Площадь замыкали два здания, глядящие друг на друга через неширокое устье улицы. Табличка на углу: «Семилесная, 104», и он с запозданием догадался, что это, должно быть, улица Семи Лестниц, объединявшая когда-то все три яруса Катандераны, от королевского дворца до Портовых ворот.
Высоко над улицей, в нишах со статуями и на ложных балкончиках скорчились фигурки в мокрых одеждах, он уже не раз видел их на городских крышах и карнизах.

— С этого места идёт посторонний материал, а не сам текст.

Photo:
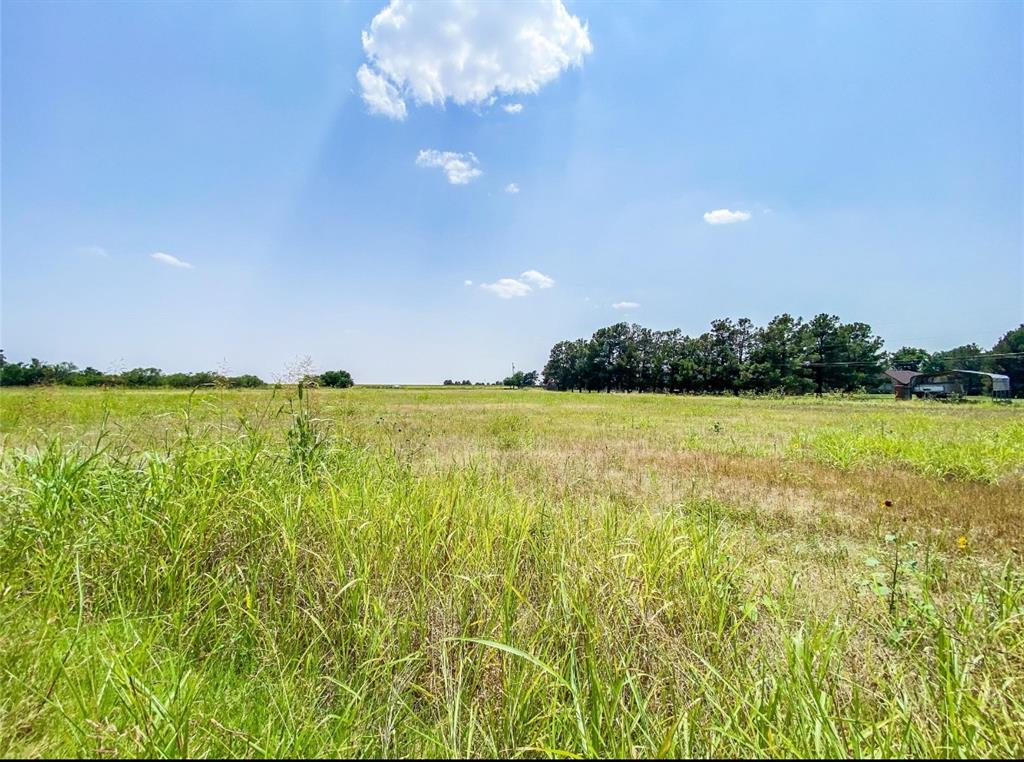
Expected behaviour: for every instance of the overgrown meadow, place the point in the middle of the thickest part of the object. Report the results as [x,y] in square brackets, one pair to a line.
[478,573]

Они торчали на верхотуре даже сейчас, под ливнем, на скользких узких выступах. Часы неподвижности, все тело затекло, одно неловкое движение... Невод Холодного Господина, конечно, выловит глупцов, но этого ли вы ожидали, дети?
Вспышка, лиловый зигзаг прожег небо, на миг пригасив полыхание алых букв «Плазма – Вран» на соседней крыше. Придерживая шляпу, он два раза сморгнул заливающие глаза струи, прежде чем гром настиг молнию. Ночью будет светопреставление.
Он перевел взгляд на пустое крыльцо из темного гранита, на высокие двери, на ряды забранных жалюзи окон, и поежился невольно. Кто-то смотрел на него из сотни оконных проемов, словно сквозь прищуренные веки. Не стоило дожидаться, пока этот кто-то присмотрится повнимательнее.
Он натянул шляпу поглубже, ссутулился и поспешил прочь. Улица Семи Лестниц поднималась вверх, через полсотни шагов он услышал сквозь шелест шин и шорох дождя прерывистые автомобильные гудки. На проезжей части, как мокрые жуки, столпились машины, и человек, перепоясанный белыми ремнями, загораживал им дорогу и направлял их, одну за другой, в узкий переулок.
Еще дальше, на тротуаре, у решетки трехэтажного особняка, и прямо посреди улицы, под зонтиками стояли люди, много, сквозь дождь не посчитать, но не меньше пары сотен. Они держали на палках щиты и длинные провисшие полотнища с потекшими кое-где буквами. На щитах, обрамленных мокрыми цветами и облепленных лентами, летел по синему полю увенчанный семью звездами крылатый корабль – исконный герб Нурранов, высоких лордов Южных Уст.
«Братья, не забывайте свое родство!», «Рука дружбы или кулак агрессора?», «Вместе – сильнее!»
Он постоял немного, потом сквозь толпу двинулся к кованым воротам особняка, бормоча извинения и подныривая под чужие зонты. У ворот, на каменном домике привратника прочел медную табличку: «Эмбахада Марген-де-Сур, посольство Южного Берега».
За решеткой зеленел газон, росли стриженные кусты, а за ними виднелся аккуратный портик, белые колонны и уютно светящиеся окна посольства.
Там, за белыми занавесками, в теплых светлых комнатах что-то происходило.